Alfred Baldwin Sloane (28 August 1872, Baltimore – 21 February 1925, Red Bank, New Jersey) was an American composer, considered the most prolific songwriter for Broadway musical comedies at the beginning of the 20th century.

His scores were first heard in amateur productions in Baltimore, where he grew up.  When Sloane first moved to New York in 1890, he began interpolating melodies into others' scores and soon was invited to create his own. His biggest hit was "Heaven Will Protect the Working Girl," which Marie Dressler introduced in Tillie's Nightmare (1910), but none of his songs found enduring popularity.

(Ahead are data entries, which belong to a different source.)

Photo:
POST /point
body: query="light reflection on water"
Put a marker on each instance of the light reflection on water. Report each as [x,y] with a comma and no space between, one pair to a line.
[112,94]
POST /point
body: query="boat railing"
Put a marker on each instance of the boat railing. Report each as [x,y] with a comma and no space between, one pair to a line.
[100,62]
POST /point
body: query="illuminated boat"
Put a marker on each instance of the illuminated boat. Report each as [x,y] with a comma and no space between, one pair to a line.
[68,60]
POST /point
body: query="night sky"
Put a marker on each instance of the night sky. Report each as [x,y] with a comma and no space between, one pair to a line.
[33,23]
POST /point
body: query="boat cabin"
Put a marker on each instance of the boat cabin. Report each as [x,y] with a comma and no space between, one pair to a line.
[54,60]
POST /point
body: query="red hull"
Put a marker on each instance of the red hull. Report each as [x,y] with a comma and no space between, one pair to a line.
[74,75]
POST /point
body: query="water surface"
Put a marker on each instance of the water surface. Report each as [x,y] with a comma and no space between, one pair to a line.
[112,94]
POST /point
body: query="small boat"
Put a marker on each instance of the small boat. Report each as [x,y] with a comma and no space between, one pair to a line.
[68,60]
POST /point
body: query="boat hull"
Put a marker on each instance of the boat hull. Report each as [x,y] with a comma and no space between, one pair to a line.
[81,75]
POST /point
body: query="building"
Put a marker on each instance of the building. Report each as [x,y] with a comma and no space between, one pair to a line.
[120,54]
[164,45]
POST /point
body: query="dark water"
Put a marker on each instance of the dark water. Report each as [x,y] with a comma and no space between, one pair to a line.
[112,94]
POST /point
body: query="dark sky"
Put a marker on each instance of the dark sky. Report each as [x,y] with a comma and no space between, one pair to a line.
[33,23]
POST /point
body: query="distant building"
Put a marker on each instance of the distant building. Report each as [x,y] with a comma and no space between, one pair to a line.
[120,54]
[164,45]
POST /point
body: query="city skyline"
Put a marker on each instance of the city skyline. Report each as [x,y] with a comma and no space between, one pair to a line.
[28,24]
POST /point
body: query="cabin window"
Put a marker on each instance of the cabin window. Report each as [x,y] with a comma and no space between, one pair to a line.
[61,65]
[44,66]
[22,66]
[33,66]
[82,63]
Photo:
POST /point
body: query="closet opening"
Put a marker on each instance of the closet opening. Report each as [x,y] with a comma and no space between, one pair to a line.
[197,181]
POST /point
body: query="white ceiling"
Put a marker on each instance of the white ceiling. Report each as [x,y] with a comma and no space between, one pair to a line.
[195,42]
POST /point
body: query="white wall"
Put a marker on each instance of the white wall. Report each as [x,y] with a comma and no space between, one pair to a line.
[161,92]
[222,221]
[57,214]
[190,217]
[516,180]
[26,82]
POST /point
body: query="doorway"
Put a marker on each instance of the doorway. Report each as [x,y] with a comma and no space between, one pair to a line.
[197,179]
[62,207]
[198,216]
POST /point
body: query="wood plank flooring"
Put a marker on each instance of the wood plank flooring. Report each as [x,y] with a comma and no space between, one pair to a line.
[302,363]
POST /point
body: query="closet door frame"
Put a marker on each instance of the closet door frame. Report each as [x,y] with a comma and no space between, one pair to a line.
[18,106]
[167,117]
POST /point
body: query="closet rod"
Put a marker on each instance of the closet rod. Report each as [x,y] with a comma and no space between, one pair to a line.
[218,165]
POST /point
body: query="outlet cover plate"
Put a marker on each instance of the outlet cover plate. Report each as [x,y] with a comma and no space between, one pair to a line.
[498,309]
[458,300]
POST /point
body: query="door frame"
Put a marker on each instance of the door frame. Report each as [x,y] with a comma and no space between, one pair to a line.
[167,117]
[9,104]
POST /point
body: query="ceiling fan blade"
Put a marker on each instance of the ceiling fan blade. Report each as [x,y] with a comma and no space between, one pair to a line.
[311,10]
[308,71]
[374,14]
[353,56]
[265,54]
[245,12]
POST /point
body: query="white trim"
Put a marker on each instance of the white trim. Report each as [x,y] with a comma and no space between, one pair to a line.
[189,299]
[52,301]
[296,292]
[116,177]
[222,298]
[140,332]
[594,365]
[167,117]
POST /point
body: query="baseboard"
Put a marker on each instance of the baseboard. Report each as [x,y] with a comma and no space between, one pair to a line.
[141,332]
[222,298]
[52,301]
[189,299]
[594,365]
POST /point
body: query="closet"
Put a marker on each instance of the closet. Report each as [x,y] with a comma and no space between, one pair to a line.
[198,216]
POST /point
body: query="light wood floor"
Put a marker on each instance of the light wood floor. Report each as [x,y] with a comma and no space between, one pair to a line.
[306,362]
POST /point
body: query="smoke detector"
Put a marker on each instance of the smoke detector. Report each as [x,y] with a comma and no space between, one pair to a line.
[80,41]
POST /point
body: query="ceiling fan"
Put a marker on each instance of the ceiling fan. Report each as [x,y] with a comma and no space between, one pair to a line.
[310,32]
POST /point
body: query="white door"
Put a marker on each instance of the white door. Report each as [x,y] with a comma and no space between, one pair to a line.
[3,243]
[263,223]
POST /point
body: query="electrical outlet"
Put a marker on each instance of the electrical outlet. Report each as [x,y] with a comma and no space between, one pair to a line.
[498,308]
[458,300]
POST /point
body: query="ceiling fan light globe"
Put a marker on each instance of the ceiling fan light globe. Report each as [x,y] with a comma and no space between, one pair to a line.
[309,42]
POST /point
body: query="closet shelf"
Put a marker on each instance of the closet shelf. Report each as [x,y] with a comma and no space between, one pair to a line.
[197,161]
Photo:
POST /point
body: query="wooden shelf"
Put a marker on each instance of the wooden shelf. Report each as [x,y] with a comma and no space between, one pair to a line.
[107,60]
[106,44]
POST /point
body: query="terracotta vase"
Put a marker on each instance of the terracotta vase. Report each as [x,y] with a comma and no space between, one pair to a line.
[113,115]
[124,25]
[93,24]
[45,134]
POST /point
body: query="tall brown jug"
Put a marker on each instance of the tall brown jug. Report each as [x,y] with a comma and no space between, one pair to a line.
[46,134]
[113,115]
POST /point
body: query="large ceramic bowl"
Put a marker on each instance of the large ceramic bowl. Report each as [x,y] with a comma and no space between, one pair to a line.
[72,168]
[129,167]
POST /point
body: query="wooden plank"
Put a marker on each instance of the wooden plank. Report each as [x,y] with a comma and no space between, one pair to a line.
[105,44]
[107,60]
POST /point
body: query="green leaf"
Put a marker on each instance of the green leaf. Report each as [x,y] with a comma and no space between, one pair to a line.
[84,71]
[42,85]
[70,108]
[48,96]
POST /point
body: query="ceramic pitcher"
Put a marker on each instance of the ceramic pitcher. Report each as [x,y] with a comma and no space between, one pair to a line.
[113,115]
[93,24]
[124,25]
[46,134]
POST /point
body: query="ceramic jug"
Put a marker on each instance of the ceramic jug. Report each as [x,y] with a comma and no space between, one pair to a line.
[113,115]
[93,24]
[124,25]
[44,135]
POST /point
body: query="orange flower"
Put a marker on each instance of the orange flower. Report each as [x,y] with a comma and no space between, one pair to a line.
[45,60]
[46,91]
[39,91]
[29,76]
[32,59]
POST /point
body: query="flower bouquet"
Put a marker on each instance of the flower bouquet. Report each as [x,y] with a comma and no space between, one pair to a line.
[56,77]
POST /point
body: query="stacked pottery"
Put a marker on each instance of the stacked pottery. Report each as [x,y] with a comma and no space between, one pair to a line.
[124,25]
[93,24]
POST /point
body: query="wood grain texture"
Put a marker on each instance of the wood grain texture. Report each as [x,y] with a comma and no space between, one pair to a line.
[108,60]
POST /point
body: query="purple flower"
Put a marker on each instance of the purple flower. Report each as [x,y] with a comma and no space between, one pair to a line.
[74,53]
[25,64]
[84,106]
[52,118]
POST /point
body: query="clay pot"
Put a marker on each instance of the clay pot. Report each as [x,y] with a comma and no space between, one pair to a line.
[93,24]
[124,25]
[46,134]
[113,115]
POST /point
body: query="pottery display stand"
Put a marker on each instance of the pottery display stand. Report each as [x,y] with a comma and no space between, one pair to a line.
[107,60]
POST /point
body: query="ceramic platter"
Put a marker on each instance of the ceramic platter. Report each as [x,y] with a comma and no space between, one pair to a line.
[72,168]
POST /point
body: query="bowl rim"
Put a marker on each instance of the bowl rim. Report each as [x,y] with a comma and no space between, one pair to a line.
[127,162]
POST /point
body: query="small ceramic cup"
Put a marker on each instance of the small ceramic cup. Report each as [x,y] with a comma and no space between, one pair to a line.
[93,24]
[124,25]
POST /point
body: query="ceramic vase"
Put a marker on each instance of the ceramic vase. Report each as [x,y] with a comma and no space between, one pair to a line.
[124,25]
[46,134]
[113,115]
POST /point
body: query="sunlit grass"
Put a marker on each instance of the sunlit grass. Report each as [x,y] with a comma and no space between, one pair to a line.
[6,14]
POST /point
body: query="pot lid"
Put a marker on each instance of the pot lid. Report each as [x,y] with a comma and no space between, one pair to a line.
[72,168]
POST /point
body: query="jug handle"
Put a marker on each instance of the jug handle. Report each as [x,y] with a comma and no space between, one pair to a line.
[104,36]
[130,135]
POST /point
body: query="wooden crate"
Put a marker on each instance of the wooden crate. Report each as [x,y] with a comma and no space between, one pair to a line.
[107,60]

He composed only rarely after 1912, but he did provide much of the music for the 1919 and 1920 Greenwich Village Follies.  He wrote one of his musicals, Lady Teazle, for Lillian Russell when she was at the height of her national popularity.  His last score, for the 1925 Broadway production China Rose, was in production at his death.  China Rose had been produced in Boston, by Christmas Eve, 1924.

Early life 
Sloane, who at the age of 18, moved from Baltimore to New York City in 1890 intending to stay a month, stayed for the rest of his life.  While living in Baltimore, Sloane wrote the lyrics and music for about a dozen so-called coon songs.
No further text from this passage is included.